A business company which claims ITC must meet several requirements in order for the claim to be acceptable by the tax department.

  • The company must have a GST complaint invoice
  • The supplier of the company should upload the invoice to GSTN
  • The company supplier must have paid the amount of GST to the government
  • Returns should be filed

ITC notice to companies

It is absolutely clear that the system of ITC is highly advantageous to the business owners. However the tax department has issued notices to those companies which claimed ITC under the GST framework after they had missed the deadline set by the government. The tax department has asked these companies to reverse their previous transactions and pay interest on the credits. However this can prove to be disastrous to the tax payers since they would have to pay increased tax amounts to the government leading to their overall loss.

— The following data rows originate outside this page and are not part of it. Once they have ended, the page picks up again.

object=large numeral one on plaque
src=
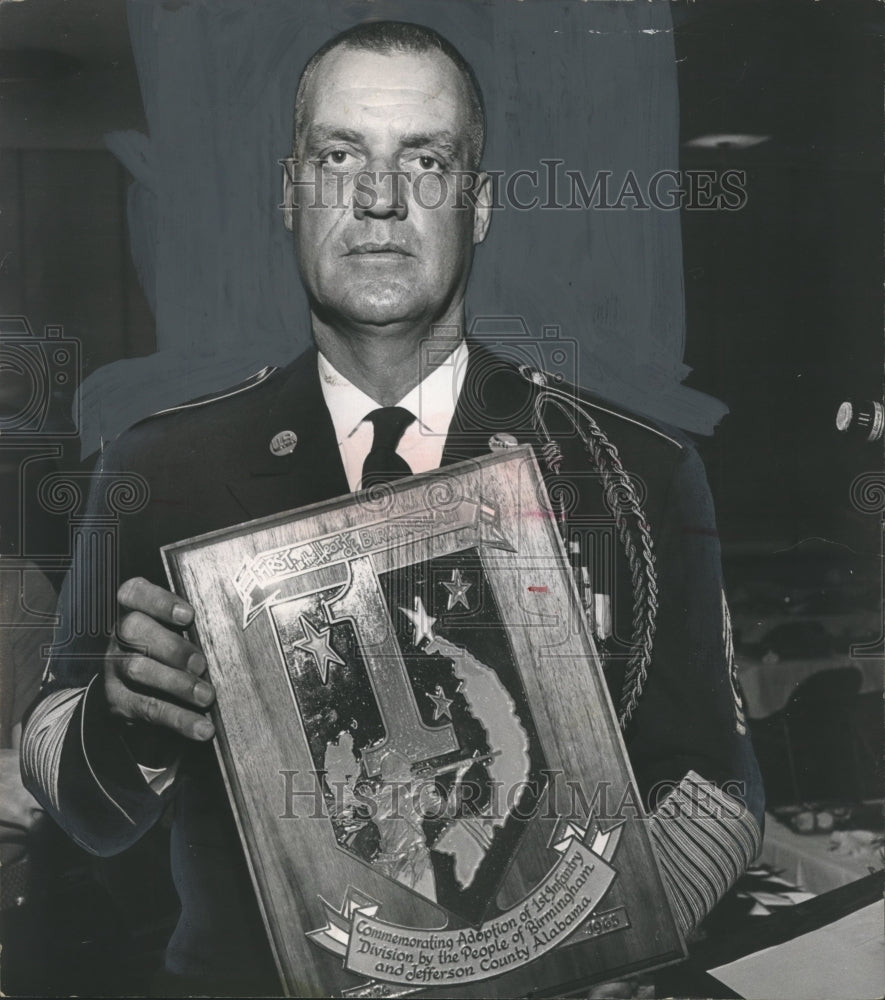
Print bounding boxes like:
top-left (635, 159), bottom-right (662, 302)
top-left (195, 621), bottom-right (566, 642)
top-left (326, 556), bottom-right (458, 777)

Tax experts however say, that these notice can be challenged in the court. Thus, the companies who had filed ITC have only two options left to them. The first is to pay the amount as asked by the tax department and the second is to challenge these notices in the court. The tax experts also said that the timeline cannot be considered mandatory for availing credit, since right is accrued at the time of making the payment and procuring the product.

The companies which have been handed these notices regarding the late filling of ITC are based largely in the States of Maharashtra, New Delhi, West Bengal and Tamil Nadu. If the tax department does not consider their ITC request, these companies will have to pay a huge amount of money along with interest which can bring down their financial position significantly, affecting the overall economy of the companies and ultimately the states.